Je me sentais abusée. Pensait-elle vraiment que j'allais avaler ses mots ? J'étais énervée et le ton montait.

  • La seule chose que je te demande, lui dis-je, me rapprochant d'elle d'un air menaçant, c'est de prendre soin de Mila. Il est hors de question que tu fasses s'écrouler tout son petit monde que je m'efforce d'embellir ! Est-ce que c'est clair ?
  • Oui, me dit-elle en baissant la voix, elle t'aime tellement, tu sais....

Elle me prit le poignet et me tira vers elle. Je resserrai mes bras sur moi-même en les croisant de nouveau. Elle m'enlaça et je lui renvoyai :

  • Elle t'aime et elle est heureuse de passer du temps avec toi. Ne gâche pas tout. Ne lui fais pas voir qu'elle s'illusionne, je t'en prie...
  • Je ferai tout ce que je peux, Ju.
  • Et si ce n'est pas suffisant, Maman ?

Se reculant, elle me dit les yeux dans les yeux :

  • Ça le sera ! Fais-moi confiance !
  • Ju ?

La petite voix de Mi rebondit entre nous. Je me dégageai vite de ma mère pour aller la rejoindre.

  • Je t'entends crier, me dit-elle les larmes aux yeux. J'aime pas quand tu cries...
  • Ce n'est rien ma princesse. Viens, on va se recoucher.

Elle alla embrasser notre mère une dernière fois puis, me donnant la main, nous nous dirigeâmes vers la chambre.

  • Ju, tu dors avec moi, ce soir ?
  • Oui, Mi. Pousse-toi un peu, je prends mon coussin et j'arrive.

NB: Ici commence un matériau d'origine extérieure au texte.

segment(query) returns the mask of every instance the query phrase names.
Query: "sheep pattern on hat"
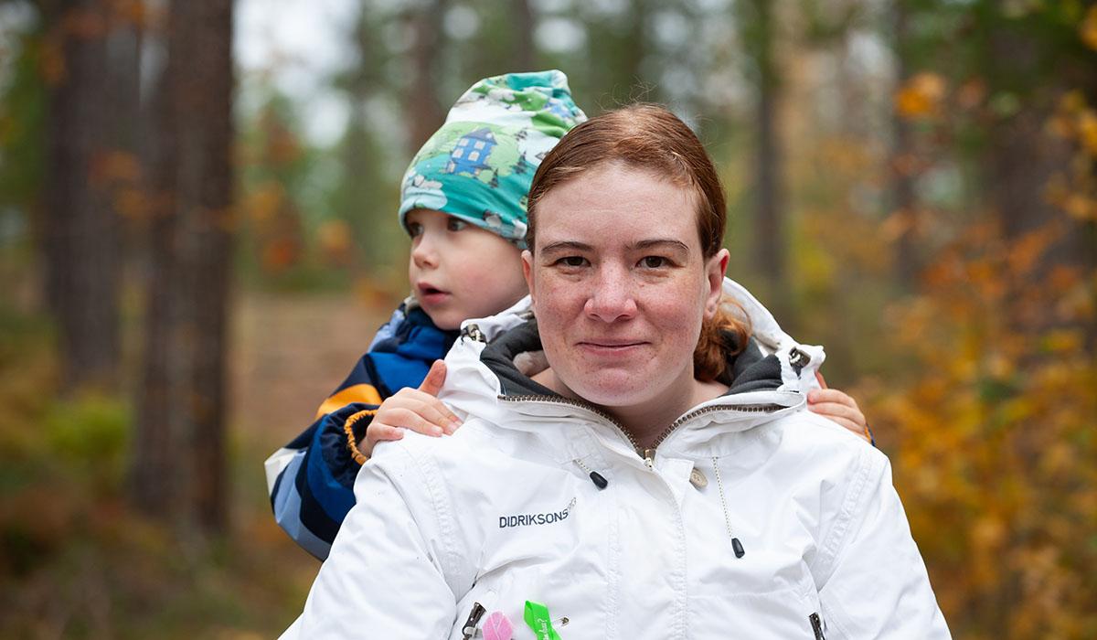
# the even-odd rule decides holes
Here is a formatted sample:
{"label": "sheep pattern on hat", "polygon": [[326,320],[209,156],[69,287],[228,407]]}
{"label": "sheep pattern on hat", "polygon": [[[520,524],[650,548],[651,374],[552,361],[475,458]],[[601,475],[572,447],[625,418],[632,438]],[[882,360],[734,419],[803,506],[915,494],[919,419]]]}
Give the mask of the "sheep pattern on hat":
{"label": "sheep pattern on hat", "polygon": [[485,78],[456,101],[400,187],[407,212],[432,209],[524,248],[527,195],[545,154],[586,114],[557,70]]}

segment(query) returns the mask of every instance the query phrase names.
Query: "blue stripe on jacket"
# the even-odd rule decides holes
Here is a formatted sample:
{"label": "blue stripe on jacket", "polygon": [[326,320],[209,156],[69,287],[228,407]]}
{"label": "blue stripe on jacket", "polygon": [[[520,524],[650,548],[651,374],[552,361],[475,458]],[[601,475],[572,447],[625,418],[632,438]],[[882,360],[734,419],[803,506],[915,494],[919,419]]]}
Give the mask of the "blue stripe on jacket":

Bien installées, je la pris contre moi. Elle m'enlaça avec son petit bras et me dit :

  • Tu sais Ju, j'ai peur...
  • Je t'ai dit que ce n'était rien ma chérie. Maman et moi ne faisions que de discuter et...
  • Non Ju, c'est pas ça. Tout à l'heure, je t'ai vu dans une autre chambre et tu avais une boîte qui faisait de la lumière dans les mains. Quelqu'un a crié "Non !" et tu as fermé les mains. Après tu es partie en courant... Ju, j'ai peur... pleura-t-elle, contre moi. Ju, tu me laisseras jamais, pas vrai ?
  • Mais pourquoi est-ce que tu... Comment tu ... balbutiai-je sans parvenir à finir mes phrases. Jamais je ne te laisserai ! Pourquoi penses-tu ça ?
  • Parce que c'était ma boîte, Ju... C'était ma boîte... me répétait-elle en s'endormant, soulagée.

Ses paroles vinrent faire écho dans ma tête, percutant chaque recoin de mon esprit déjà bien trop rempli. La boîte de Mi ? Je ne pouvais m'y résoudre... Et pourtant le choix ne s'offrait pas à moi.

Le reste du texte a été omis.